Y'all better be good to him, is what I'm saying.
So, day at a time. Most will be quiet, subdued, nap-enhanced; this seems to be my modus operandum. And where once I may have struggled against that, now I accept it. I have books still to read, movies to watch, things to say.
So I won't get another 45 years. How about 45 days?
Yeah, I can do something with that.
Labels: birthday, cancer, cancer radiation
10 Comments:
With elegance, charm, and tear strangling truth - you write more than I can bear to think.
Suzie
Bairn we love you so much. We hope you and Diego, who we both agree is the best person you could have at your side, have the best day you can manage and of course you ain't going any where yet. We will see you soon. Stay strong. All our love
US2
Your dignity and eloquence show your true class in face of mountainous odds. You are an inspiration and I'm richer for having met you. I remember our first meeting in a UCL disco all those years ago, it made me happy to meet such a voracious person from the homeland. Again I read this with a tear in my eye and lump in my throat with my fingers crossed. I send you all my hope and love. Brynn
Sorry that should have been vivacious.
I woke this morning and, for whatever reason, plunged into deep thought and prayer, meditation about what comes after, wondering where all my loved ones have gone, and picturing my own end of time. Soon after, I read your words, and now I carry you and Diego in my thought, in my heart, all day, always. This day is filled with love, and may your hearts overflow.

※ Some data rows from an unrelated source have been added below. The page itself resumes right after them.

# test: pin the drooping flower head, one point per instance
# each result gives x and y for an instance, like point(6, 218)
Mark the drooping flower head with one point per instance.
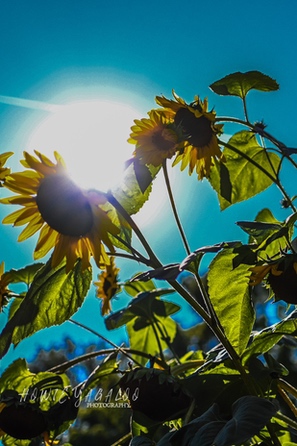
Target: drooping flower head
point(70, 219)
point(4, 171)
point(155, 137)
point(199, 133)
point(107, 286)
point(281, 277)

You amaze me, as I've commented many times before. Diego is perhaps a teeny-bit more amazing, if that's possible. He's the person I'd want by my side to face the world. The both of you, the strength that sometimes you may forget you have, is just awesome, both in size and awe-some-ness. Much love to you Carolyn on this day and the next 4,5, and 45!
Written with grace, as always. Thanks for sharing, Carolyn.
I can't begin to fathom having the courage that you and Diego have, dear Carolyn and I continue to be in awe of you both. Sending you much love, now and always - Cindy
And here I sit, unemployed, alone, broke and soon facing eviction as I contemplate suicide. May peace come to us both
I get a huge pile of newspapers once a week from a kind friend who delivers them. Sometimes there are leftovers. Once a week I sit down and read the Globe daily g magazine. Today I read the article about you and your wonderful Boy and your horrible cancer. I'm completely in awe of your grace, humor and dignity. I drive to Brighton next Tuesday, and I know I will be gazing in the direction of Medford, thinking of you there, bravely living and doing a fine job at it. Don't worry about bucket lists; you've already done something phenomenal-you've changed lives. I know that now that you and your story are in my brain, your beautiful life will remain a part of my life until the day
I move on. The last thing you probably want is to be someone's motivation to live, to appreciate all of this screwy, fucked-up mysterious life- but, sorry. I've read your story, looked up your blog, will be sending prayers, blessings and love to you, a complete stranger. You have made the journey around the sun 45 times now! Your life has had purpose. Some purpose you know of, but much more will remain a mystery. I do know you've mad a difference in this 63- year old life. I will never forget you and your journey and courage. Thank you, and I hope you surprise everyone and live long.